とにかくまずせりふを一言一句きちんと届けられるようにしなければという思いで、そこからの始まりでした。日々心がけるようにしてはいるのですが、感情でいっぱいいっぱいになるとなかなかそうもいかず、難しさを実感しています。

――一音一音が連なって言葉になり意味をなす、ということに改めて気づいたような?

まさしくそんな感じです。それを声に出して表現することがこんなにも難しいのかと思いました。これまでの自分にはその意識が足りていませんでした。

――開幕前に行われた取材会では「相手の感情を受け止めて芝居をする」ことが課題ともおっしゃっていましたね。
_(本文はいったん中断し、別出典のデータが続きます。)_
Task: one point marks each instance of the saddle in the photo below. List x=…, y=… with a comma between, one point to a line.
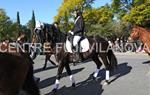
x=84, y=44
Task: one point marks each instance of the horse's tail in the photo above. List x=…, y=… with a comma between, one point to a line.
x=112, y=60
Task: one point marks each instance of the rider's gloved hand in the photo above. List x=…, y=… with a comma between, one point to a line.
x=71, y=32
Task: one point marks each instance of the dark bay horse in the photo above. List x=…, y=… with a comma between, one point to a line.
x=64, y=58
x=16, y=72
x=143, y=35
x=44, y=37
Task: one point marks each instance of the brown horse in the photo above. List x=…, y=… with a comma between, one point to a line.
x=16, y=72
x=64, y=58
x=143, y=35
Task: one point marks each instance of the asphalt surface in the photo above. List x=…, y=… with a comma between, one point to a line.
x=131, y=78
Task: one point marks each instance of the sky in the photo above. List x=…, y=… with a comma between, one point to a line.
x=45, y=10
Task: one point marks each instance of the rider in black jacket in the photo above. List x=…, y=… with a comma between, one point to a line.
x=78, y=29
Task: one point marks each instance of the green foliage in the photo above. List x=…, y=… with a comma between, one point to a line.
x=69, y=5
x=98, y=15
x=138, y=15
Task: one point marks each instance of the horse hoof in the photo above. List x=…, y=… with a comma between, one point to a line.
x=106, y=83
x=74, y=85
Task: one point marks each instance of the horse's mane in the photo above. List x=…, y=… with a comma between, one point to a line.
x=142, y=29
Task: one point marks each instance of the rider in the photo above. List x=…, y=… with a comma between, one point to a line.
x=56, y=31
x=77, y=31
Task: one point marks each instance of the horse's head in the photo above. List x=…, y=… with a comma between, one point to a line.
x=135, y=34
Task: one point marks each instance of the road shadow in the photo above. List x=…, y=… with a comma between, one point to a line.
x=47, y=68
x=92, y=87
x=50, y=81
x=87, y=87
x=123, y=69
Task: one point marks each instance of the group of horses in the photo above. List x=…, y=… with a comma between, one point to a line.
x=16, y=68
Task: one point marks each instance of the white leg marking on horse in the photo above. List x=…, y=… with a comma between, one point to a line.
x=96, y=73
x=56, y=84
x=107, y=74
x=72, y=79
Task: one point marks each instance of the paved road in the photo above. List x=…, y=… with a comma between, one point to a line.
x=131, y=77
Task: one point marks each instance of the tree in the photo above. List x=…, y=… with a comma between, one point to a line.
x=69, y=5
x=5, y=24
x=18, y=18
x=31, y=23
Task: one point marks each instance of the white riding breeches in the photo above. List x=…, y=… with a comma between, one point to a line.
x=76, y=40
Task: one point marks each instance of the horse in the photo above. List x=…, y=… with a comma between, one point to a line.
x=16, y=71
x=143, y=35
x=45, y=40
x=64, y=57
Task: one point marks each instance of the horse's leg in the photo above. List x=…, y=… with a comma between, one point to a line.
x=51, y=61
x=107, y=66
x=67, y=67
x=98, y=64
x=30, y=85
x=46, y=59
x=59, y=73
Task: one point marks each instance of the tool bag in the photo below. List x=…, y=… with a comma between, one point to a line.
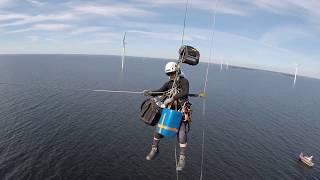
x=150, y=112
x=189, y=55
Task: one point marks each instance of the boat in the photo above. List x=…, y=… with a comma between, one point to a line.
x=306, y=160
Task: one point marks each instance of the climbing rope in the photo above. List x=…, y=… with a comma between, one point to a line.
x=211, y=55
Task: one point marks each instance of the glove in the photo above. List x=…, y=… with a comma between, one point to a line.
x=146, y=92
x=168, y=101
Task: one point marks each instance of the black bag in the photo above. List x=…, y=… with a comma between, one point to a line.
x=189, y=55
x=150, y=112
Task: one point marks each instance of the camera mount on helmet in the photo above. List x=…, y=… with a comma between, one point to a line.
x=189, y=55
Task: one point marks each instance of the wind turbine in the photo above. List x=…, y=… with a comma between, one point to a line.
x=123, y=49
x=295, y=75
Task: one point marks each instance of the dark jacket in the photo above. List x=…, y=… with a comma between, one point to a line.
x=183, y=87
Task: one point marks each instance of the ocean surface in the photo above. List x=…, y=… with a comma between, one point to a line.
x=53, y=127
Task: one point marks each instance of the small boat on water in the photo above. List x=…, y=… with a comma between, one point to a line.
x=306, y=159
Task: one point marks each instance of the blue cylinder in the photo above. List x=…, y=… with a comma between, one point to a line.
x=169, y=122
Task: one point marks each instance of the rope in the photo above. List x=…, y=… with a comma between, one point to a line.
x=205, y=88
x=184, y=21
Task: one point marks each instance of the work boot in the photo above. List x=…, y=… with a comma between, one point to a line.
x=181, y=163
x=153, y=153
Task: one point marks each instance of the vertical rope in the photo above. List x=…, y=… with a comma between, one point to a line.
x=205, y=88
x=184, y=22
x=174, y=83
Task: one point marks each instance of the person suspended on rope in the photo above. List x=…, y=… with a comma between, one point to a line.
x=179, y=101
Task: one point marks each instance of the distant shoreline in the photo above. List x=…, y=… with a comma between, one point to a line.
x=167, y=59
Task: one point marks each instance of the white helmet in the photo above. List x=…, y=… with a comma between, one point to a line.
x=171, y=67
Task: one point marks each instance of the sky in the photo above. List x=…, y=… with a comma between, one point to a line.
x=266, y=34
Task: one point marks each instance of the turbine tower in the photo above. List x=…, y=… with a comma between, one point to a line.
x=295, y=75
x=123, y=49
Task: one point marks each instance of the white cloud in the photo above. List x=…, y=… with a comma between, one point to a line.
x=36, y=3
x=3, y=2
x=172, y=36
x=112, y=10
x=87, y=30
x=283, y=35
x=6, y=17
x=27, y=19
x=33, y=38
x=223, y=7
x=99, y=41
x=293, y=7
x=43, y=27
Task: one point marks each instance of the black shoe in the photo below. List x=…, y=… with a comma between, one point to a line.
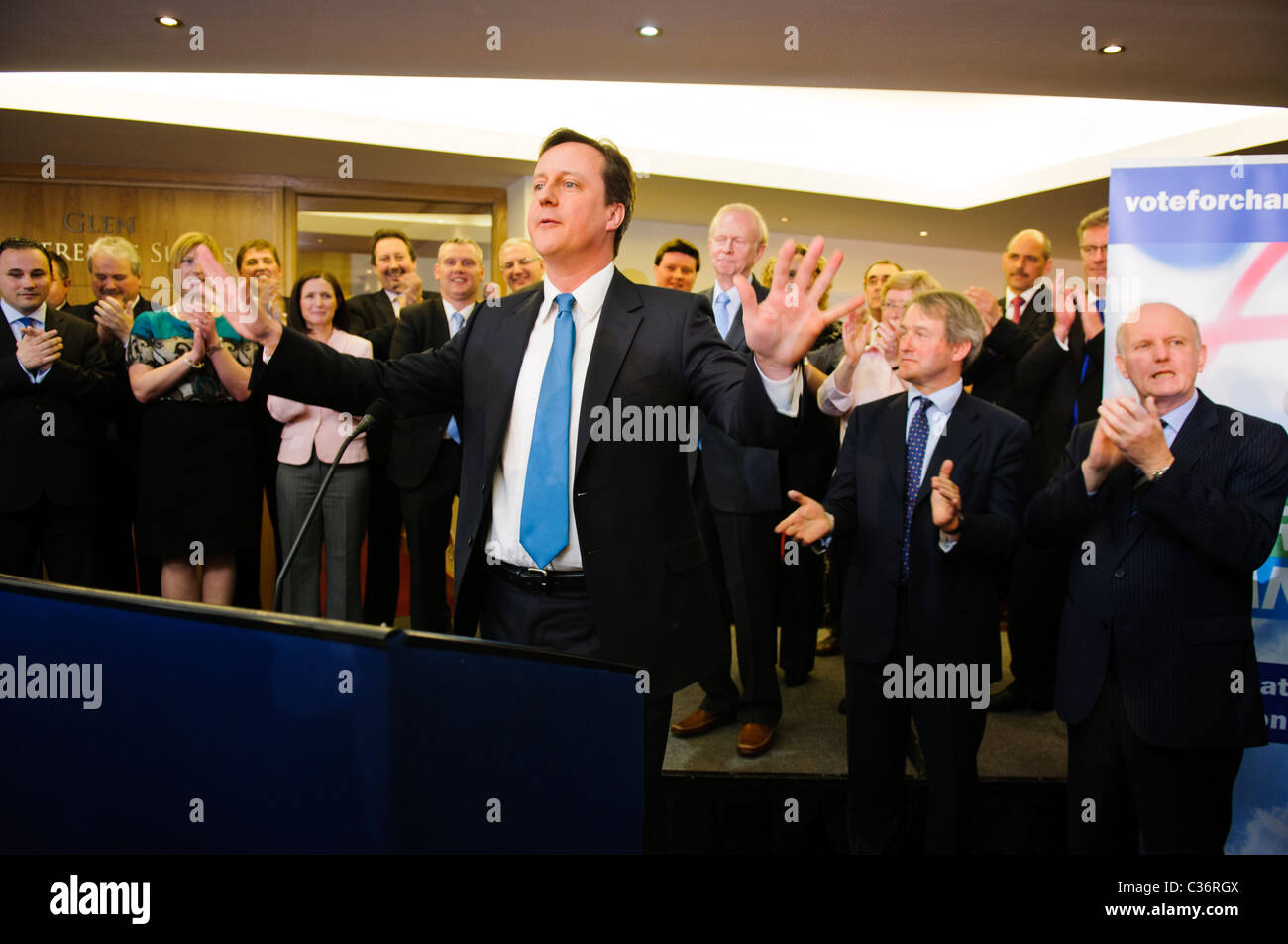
x=795, y=679
x=1012, y=698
 今回は立稽古の前に座ったままの“本読み”から始まったのですが、その段階からこんなにも気持ちを込めて話しかけてくださるのか! という玉三郎さんの姿勢に驚き、衝撃を受けました。そしてそれよって芝居はこんなにも変わるのだということを実感として知り、自分もそうでなければと思いました。

――今、それは実践できていますか?

 まだまだです。この間も玉三郎さんから「私が喋っているうちから反応しているよ」というご指摘を受け、「日本語は最後まで喋らないとどっちの意味になるからわからないのだから」という言葉に、確かにそうだ! と思いました。当たり前といえば当たり前ですが、そういうシンプルなことをきちんとやっていくことがとても大事なのだと思いました。

理屈やプロセスよりその場で感じた気持ち

――謙遜なさっていますが、図書之助としての思いはきちん客席と届いていると思います。終演後の拍手がそれを物語っていますし、観客の舞台への集中度には目を瞠るものがありますから。

 ありがとうございます。難しい戯曲ということもあり最初は無意識に何か理屈をつけたくなっていました。
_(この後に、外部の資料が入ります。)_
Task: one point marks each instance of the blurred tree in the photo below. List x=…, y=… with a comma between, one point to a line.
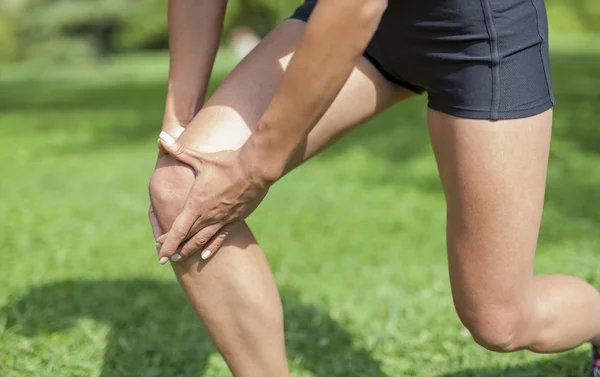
x=67, y=29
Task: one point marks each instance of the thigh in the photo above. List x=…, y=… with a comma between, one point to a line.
x=494, y=175
x=232, y=113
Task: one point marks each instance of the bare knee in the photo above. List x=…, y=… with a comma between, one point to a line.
x=496, y=327
x=169, y=186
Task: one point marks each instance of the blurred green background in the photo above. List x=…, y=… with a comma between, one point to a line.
x=82, y=88
x=93, y=29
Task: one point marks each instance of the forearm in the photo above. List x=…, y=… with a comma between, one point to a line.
x=336, y=35
x=194, y=34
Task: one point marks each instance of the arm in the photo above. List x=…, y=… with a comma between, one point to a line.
x=194, y=35
x=233, y=183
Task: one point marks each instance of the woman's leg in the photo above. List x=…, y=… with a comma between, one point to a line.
x=494, y=176
x=234, y=293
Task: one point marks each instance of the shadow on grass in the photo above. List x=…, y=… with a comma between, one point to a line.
x=154, y=333
x=572, y=365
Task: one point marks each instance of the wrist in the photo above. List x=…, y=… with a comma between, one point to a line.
x=264, y=158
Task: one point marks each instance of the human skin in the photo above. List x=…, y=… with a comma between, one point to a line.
x=493, y=175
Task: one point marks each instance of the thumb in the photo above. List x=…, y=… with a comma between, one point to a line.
x=179, y=151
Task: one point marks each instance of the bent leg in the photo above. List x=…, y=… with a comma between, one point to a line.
x=494, y=176
x=234, y=293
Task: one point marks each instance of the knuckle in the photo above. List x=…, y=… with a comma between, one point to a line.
x=179, y=233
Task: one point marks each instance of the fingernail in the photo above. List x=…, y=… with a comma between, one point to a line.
x=205, y=254
x=166, y=138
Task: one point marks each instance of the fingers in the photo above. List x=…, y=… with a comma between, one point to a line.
x=156, y=229
x=180, y=152
x=215, y=243
x=179, y=232
x=210, y=239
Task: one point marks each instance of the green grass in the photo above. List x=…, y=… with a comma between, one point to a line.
x=355, y=238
 例えば「(富姫の)お顔が見たい」というせりふひとつとっても、なんでお顔がみたいんだろう? と考えてしまったり……。でもそれは理論じゃないんですよね。本当に心から顔が見たいと思った、ただそれだけのシンプルなことなのだと自然に思えました。

――文字で読んで頭で考えていた時と異なり、実際に図書之助として富姫を目の前にしたら自然に湧き上がる感情として納得できた?

 そうです。それは『ヤマトタケル』でも思ったことでした。最初はタケルの気持ちを複雑に考えがちだったんです。ですが演じているうちに「なんか違うな」と思うようになり、回数を重ねるほどどんどんシンプルになっていったんです。プロセスを踏んで頭で考えることも大切ですが、その場で感じた気持ちを大切にすることにより、発見できたことだと思います。

――最初に理屈ありきではない、と?

 考えてみれば普段の生活だってそうですよね。人間はいつも複雑にものごとを考えて言葉を発しているわけではない。そこに気づいてから自分の中で台本の解釈がどんどん面白くなっていきました。
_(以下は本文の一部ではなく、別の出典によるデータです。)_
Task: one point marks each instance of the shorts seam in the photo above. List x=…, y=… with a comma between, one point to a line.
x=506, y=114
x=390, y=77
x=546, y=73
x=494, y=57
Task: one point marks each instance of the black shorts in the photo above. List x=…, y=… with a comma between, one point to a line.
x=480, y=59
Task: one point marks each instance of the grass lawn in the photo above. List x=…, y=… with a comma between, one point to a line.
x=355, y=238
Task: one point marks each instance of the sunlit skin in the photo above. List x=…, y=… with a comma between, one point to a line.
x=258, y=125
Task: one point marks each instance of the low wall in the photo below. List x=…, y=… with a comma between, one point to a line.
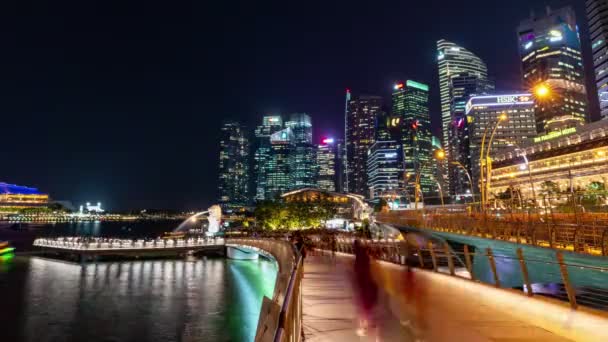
x=280, y=317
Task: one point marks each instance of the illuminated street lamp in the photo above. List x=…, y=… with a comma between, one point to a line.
x=542, y=90
x=486, y=161
x=438, y=155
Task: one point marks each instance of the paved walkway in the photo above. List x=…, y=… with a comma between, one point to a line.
x=425, y=306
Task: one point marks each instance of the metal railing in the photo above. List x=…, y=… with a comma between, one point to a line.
x=587, y=236
x=111, y=244
x=554, y=277
x=280, y=317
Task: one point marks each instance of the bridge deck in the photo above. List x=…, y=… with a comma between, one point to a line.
x=427, y=306
x=126, y=247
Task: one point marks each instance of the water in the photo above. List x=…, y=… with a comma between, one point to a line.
x=198, y=299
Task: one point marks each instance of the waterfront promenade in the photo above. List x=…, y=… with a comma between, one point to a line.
x=426, y=306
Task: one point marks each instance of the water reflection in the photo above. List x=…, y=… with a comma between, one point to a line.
x=211, y=299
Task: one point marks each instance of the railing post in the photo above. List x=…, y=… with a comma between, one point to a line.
x=566, y=279
x=467, y=258
x=433, y=256
x=448, y=255
x=420, y=259
x=493, y=266
x=524, y=272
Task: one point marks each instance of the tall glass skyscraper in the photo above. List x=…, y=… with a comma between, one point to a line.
x=263, y=152
x=361, y=115
x=328, y=164
x=597, y=14
x=461, y=74
x=233, y=184
x=303, y=166
x=550, y=51
x=410, y=105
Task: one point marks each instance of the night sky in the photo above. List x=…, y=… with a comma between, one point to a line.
x=121, y=101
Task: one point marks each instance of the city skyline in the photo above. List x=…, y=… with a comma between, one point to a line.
x=130, y=145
 以前、ある演目の稽古がひと通り進んだところで「あとは自分で肉付けして」と言われたことがあるのですが、その時はどうすればいいのかわかりませんでした。でも台本をよく読めばどこかに答えはあるもので、それを見つけるのはとても楽しいことだと気づきました。

――なるほど。『天守物語』に則して何かそうした気づきの例を挙げていただけますか。

 例えば……。図書之助が仕えている殿様、つまり播磨守がどういう人物であるか先走って勝手に想像していたんです。でも富姫のせりふにちゃんと答えがありました。それは逆説な表現も含まれているのですが、そこからいろいろと想像が膨らんでいく。台本を丁寧に読んでいくとさまざまなヒントがあり、見落としがちな部分に大切なことが書かれていたりすることもあるのだと知りました。